Alexandra and Michael Misczynski, the wife-and-husband team behind the Los Angeles–based AD100 design firm Atelier AM, are standard-bearers for the increasingly superannuated concepts of quality and connoisseurship. In an image-driven culture, where novelty and extravagance so often masquerade as virtues, the Misczynskis remain steadfast in their belief that true style can emerge only from substance. It’s an old-fashioned idea, perhaps, but as the firm’s work so eloquently demonstrates, it can be applied in ways that celebrate the present and future as well as the past.
Consider the spectacular Montecito estate recently reimagined by Atelier AM in collaboration with Richard Manion Architecture. Built in 1930 by architect Reginald Johnson, author of such Southern California landmarks as the Santa Barbara Biltmore Hotel and the mansion at Ganna Walska Lotusland, the Montecito property was ripe for reinvention when it was purchased roughly seven years ago by longtime clients of both the Misczynskis and Manion. Instead of a slavish renovation that would have ossified the Italianate villa into a baronial relic, the designers conspired to revitalize the home in order to serve contemporary tastes and needs without sacrificing any of its patrician élan.
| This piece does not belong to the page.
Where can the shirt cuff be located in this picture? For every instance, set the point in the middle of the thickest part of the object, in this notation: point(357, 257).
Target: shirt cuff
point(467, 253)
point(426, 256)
“The house had been bastardized over the years, and we wanted to bring it back to what it had been, but not in a literal sense,” Michael explains. “Our work was more of a reinterpretation, calculated to instill a modern spirit and energy suitable for a similarly modern, multigenerational family.”
Atelier AM’s modus operandi is predicated on a reverence for patina and the evidence of appreciation that materials accrue over years of loving use. In the Montecito project, that approach is manifested in the deployment of reclaimed, timeworn wood beams and decking, vintage terra-cotta tile floors, artisanal plaster, Italian marble, and ample architectural details of gray Pietra Serena sandstone. “It was a favorite building material of Brunelleschi’s,” Manion says, striking an appropriately lofty Renaissance note.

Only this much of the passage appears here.